Local reduction and the algebraic cryptanalysis of the block cipher GOST (Q2392058)

The paper applies some techniques of algebraic cryptanalysis to evaluate the security of GOST, a private-key Feistel cryptosystem with 32 rounds, see [RFC 5830, GOST 28147-89 encryption, decryption and MAC algorithms, \url{http://www.faqs.org/rfc/rfc5830.txt} (2010)]. In fact, combining strategies of local reduction, the method of syllogisms and generic guessing strategies, the paper deduces lower bounds in the number of rounds required to assure the security, against known-plaintext attacks, of GOST with 64, 128 and 256 bit keys.
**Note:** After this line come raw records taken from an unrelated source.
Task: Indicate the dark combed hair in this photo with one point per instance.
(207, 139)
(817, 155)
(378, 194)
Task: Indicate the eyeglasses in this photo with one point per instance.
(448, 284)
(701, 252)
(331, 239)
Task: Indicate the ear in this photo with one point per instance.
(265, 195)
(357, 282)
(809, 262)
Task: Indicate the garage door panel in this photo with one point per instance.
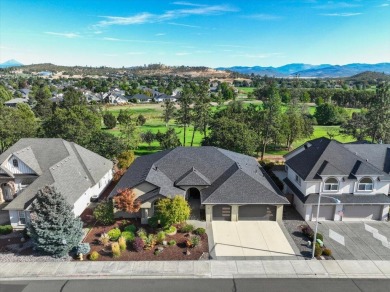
(256, 212)
(222, 212)
(361, 213)
(326, 213)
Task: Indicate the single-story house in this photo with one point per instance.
(355, 174)
(32, 163)
(223, 184)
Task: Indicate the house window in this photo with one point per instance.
(331, 184)
(298, 179)
(366, 184)
(22, 217)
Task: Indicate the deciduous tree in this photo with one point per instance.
(126, 200)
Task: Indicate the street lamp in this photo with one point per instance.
(318, 213)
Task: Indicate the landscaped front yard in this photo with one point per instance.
(153, 247)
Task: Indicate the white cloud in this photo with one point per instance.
(337, 5)
(146, 17)
(263, 17)
(184, 3)
(345, 14)
(182, 24)
(257, 56)
(136, 53)
(69, 35)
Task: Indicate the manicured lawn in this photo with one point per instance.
(154, 123)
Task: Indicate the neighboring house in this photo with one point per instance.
(164, 97)
(15, 101)
(355, 174)
(142, 97)
(223, 184)
(31, 164)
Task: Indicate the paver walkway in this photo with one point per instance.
(244, 239)
(195, 269)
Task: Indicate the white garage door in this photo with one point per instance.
(326, 213)
(361, 213)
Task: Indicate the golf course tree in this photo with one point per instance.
(168, 111)
(183, 115)
(109, 120)
(169, 139)
(53, 227)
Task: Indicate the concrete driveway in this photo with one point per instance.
(249, 239)
(368, 240)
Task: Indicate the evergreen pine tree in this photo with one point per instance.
(53, 227)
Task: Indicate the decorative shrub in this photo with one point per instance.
(319, 236)
(116, 251)
(138, 244)
(142, 233)
(104, 212)
(83, 248)
(122, 243)
(104, 239)
(94, 256)
(114, 234)
(150, 242)
(186, 228)
(160, 237)
(195, 241)
(171, 230)
(307, 231)
(318, 250)
(5, 229)
(129, 236)
(199, 231)
(130, 228)
(327, 252)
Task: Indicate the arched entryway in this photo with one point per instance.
(7, 192)
(193, 197)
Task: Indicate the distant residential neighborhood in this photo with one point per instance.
(129, 166)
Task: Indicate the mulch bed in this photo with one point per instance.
(170, 253)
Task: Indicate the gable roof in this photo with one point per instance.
(193, 178)
(325, 157)
(67, 166)
(229, 177)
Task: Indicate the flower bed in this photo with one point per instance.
(158, 252)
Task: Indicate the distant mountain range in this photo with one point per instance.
(10, 63)
(307, 70)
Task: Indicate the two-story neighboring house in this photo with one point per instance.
(355, 174)
(31, 164)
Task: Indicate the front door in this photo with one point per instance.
(7, 192)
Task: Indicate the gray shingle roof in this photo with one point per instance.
(328, 157)
(193, 178)
(69, 167)
(231, 177)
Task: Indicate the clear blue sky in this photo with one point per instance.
(209, 33)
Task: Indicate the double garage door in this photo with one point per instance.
(362, 213)
(245, 212)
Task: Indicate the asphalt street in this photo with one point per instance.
(189, 285)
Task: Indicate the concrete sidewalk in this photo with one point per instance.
(195, 269)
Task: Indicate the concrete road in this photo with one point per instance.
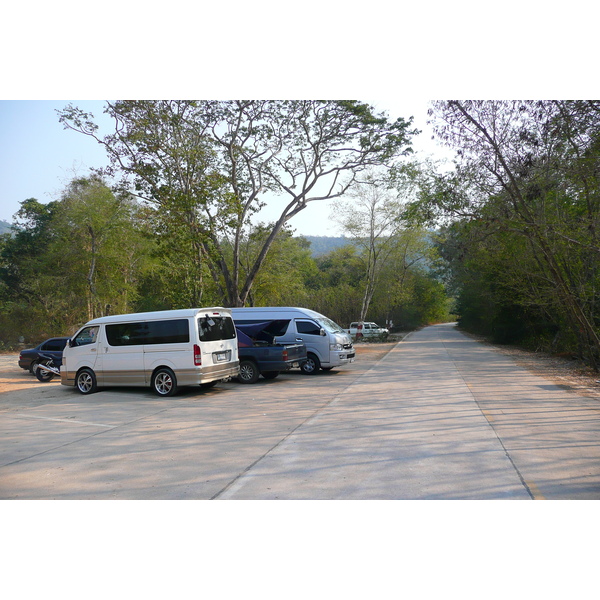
(439, 417)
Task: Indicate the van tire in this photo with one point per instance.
(85, 381)
(164, 382)
(249, 372)
(44, 376)
(270, 374)
(311, 365)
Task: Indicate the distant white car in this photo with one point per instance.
(368, 329)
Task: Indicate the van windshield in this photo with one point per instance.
(329, 325)
(212, 329)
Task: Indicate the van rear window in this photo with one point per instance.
(173, 331)
(212, 329)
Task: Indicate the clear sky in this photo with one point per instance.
(38, 157)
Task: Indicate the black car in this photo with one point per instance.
(52, 347)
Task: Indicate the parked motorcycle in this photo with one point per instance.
(46, 369)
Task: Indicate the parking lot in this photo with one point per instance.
(125, 443)
(437, 416)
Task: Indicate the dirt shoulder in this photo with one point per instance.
(569, 374)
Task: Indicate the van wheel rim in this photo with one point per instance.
(84, 383)
(163, 383)
(246, 372)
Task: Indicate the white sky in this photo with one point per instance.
(38, 157)
(404, 55)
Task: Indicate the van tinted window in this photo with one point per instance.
(308, 327)
(146, 333)
(86, 336)
(211, 329)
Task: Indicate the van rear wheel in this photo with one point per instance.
(85, 381)
(249, 372)
(164, 382)
(311, 366)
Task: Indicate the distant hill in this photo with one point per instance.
(322, 244)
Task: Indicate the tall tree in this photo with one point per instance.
(212, 165)
(532, 168)
(373, 222)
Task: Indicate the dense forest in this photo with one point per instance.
(172, 222)
(505, 238)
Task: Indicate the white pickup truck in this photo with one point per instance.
(367, 329)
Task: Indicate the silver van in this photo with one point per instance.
(327, 344)
(162, 349)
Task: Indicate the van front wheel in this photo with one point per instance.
(311, 366)
(164, 382)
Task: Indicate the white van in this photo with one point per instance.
(163, 350)
(327, 344)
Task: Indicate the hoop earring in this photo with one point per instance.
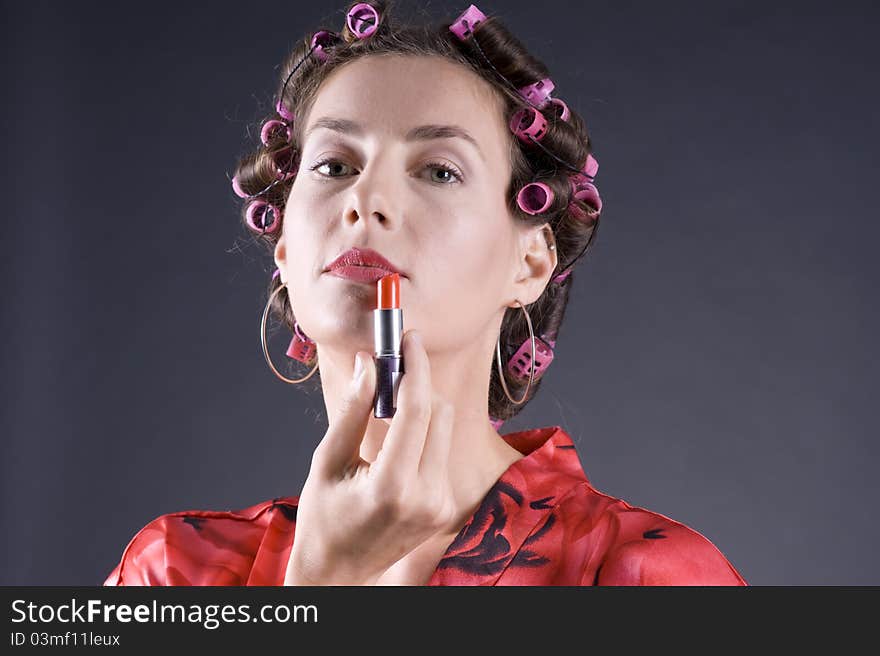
(265, 348)
(532, 364)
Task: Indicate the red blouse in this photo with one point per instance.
(542, 523)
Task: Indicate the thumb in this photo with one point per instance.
(341, 444)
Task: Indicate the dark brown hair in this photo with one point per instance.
(567, 140)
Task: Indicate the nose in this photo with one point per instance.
(372, 197)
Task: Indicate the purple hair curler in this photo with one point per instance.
(258, 217)
(321, 43)
(464, 25)
(538, 94)
(528, 124)
(363, 20)
(534, 198)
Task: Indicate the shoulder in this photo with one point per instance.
(198, 547)
(643, 547)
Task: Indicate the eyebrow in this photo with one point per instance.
(420, 133)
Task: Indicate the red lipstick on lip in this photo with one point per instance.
(387, 336)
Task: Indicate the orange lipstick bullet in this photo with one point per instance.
(387, 337)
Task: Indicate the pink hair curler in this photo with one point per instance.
(236, 187)
(564, 114)
(258, 214)
(363, 20)
(301, 348)
(519, 365)
(528, 124)
(321, 43)
(538, 94)
(587, 193)
(464, 25)
(534, 198)
(271, 130)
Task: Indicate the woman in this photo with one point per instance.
(439, 155)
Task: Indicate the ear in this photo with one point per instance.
(537, 262)
(281, 257)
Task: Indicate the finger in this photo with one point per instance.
(341, 444)
(438, 443)
(402, 447)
Section 2 summarizes the strategies to solve sparse Boolean equation systems by local reduction and Section 3 specifies the methodology and the three guessing strategies (RANDOM, GUESS and IMPACT) to be used in the following. Section 4 describes the GOST cryptosystem and constructs the corresponding equation system in the symbol representation. Section 5 shows experimental results for the three selected guessing strategies and computes the dependence of the complexity of the algorithm to solve the equation system on the number of rounds. The paper concludes that \` \` the RANDOM guessing strategy is successful up to 9 rounds of GOST-64, up to 11 rounds of GOST-128, and up to 18 rounds of GOST-256, respectively. The GUESS strategy improves these results to 11, 14, and 20 rounds, respectively. The IMPACT strategy with rebalancing improves the results for GOST-128 and GOST-256 by one round.